Have you noticed? There is considerable pressure these days to focus the church's mission primarily on the transformation of political and economic "structures of sin." There is also a strong tendency, not only among mainline liberal churches, but even among conservative evangelical denominations, to collapse the mission of the church into simply working for social justice and to diminish the importance of repentance and conversion on a personal level. These trends in turn are accompanied by a very strong and explicit acceptance of deviant moral practices. It should therefore not surprise us to see the total omission of bringing persons to personal faith in Christ, to repent of their sins, and to follow Jesus in obedience and love. This transmutation of liberal theology into the primary mission of the church could never have taken place without the perennial tendency of humanity to reject the revelation of Scripture and to accommodate its theology to the society. The hope is to bring the church's theology into greater harmony with the culture. Biblical Christianity is now seen as an obstacle in accomplishing this progressive agenda. The desire to coerce "recalcitrant" believers into conformity with secular ideology is hardly restrained.

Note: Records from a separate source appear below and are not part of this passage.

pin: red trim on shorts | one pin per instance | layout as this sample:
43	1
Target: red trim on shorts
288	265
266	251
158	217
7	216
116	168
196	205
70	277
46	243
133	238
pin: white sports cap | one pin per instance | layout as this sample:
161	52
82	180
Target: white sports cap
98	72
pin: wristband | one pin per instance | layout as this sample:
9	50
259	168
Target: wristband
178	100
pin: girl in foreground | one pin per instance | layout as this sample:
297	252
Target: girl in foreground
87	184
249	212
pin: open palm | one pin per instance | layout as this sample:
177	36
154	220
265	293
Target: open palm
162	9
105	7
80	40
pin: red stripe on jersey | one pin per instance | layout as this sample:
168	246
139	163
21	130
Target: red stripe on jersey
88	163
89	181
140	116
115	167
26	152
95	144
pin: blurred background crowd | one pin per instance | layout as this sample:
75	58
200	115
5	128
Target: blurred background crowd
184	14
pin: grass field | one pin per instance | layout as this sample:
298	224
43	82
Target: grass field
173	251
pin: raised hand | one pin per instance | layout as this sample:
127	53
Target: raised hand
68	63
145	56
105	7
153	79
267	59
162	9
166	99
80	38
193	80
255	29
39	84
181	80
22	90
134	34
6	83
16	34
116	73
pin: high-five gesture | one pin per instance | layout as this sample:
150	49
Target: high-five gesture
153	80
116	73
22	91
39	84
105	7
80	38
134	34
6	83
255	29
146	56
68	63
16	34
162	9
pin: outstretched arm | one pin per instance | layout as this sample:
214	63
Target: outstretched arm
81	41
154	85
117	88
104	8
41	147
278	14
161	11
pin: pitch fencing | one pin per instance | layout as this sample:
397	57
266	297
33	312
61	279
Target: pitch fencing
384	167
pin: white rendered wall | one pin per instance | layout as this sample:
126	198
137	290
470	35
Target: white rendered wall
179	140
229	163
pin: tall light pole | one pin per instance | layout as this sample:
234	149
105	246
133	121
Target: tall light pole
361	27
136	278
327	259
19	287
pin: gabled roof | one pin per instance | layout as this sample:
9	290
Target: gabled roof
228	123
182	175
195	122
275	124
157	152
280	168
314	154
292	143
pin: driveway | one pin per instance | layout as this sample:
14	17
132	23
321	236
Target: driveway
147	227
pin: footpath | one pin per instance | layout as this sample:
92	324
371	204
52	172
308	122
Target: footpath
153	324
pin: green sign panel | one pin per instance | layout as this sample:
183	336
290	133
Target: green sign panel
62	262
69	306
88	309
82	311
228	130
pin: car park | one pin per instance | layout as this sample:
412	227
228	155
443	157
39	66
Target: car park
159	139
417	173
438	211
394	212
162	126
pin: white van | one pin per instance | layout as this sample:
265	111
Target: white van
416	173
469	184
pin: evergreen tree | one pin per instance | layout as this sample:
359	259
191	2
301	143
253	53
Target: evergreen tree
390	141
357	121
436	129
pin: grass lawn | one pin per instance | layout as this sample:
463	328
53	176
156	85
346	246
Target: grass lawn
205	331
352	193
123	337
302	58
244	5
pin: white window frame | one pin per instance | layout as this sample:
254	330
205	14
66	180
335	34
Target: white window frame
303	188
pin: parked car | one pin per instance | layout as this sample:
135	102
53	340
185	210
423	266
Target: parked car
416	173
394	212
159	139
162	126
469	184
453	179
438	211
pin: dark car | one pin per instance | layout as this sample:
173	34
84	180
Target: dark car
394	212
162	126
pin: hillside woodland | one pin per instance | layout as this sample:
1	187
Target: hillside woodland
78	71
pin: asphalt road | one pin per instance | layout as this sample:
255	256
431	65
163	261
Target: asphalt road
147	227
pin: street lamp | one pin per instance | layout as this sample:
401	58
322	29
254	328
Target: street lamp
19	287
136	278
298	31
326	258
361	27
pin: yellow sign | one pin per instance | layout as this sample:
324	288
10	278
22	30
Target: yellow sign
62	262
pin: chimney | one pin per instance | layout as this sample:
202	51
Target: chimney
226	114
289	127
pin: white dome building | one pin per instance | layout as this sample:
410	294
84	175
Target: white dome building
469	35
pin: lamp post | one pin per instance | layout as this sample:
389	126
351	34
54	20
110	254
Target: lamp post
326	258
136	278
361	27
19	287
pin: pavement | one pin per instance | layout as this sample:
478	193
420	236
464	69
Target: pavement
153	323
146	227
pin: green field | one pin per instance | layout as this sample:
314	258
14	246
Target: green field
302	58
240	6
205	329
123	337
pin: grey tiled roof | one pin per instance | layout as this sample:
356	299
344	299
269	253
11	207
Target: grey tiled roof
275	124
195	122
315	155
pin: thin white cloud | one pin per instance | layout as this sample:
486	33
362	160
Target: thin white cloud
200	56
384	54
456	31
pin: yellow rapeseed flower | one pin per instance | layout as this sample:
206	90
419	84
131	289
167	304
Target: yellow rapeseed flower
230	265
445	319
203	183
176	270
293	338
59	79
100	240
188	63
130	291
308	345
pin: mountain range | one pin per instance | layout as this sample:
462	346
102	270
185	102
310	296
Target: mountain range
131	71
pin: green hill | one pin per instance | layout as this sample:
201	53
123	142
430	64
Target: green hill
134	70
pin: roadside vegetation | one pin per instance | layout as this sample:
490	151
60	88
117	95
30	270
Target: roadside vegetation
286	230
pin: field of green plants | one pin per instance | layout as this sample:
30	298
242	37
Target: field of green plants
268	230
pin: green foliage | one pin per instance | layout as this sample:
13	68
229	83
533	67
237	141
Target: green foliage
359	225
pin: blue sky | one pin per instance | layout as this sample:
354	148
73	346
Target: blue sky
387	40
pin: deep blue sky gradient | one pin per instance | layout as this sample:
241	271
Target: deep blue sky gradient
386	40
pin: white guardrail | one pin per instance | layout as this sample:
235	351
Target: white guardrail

Conservative faculty members at our leading universities realize this first hand. "Never say out loud what you actually think" is frankly the new normal on these campuses. It is necessary to invent a new faith, we are told. Universalism is the new opiate of these modern theologians, whose purpose is to free the academy from the "ideological straightjacket" of biblical Christianity. Preaching the pure gospel is now equated with proselytism of the worst kind.
Of course, there is no true evangelism unless the saving work of Jesus of Nazareth, whose birth we celebrate today, is proclaimed. The message of the gospel is not content free, and we do no favor to people if we fail to call them to repentance, conversion, and discipleship. Christians everywhere should be concerned about this erosion of biblical inerrancy and exert all the pressure they can bring to bear to see that their churches and denominations are fully committed to this non-negotiable commitment. Otherwise their churches and denominations will end up with interpretations that do violence to the Bible and undermine its authority, not to mention it infallibility.
This coming semester I plan to remind my students of this often. There is a battle for the Bible taking place today the likes of which we haven't seen since the 1970s. For, apart from a trustworthy Scripture, I see no reason whatsoever to teach students Greek or Hebrew or exegesis.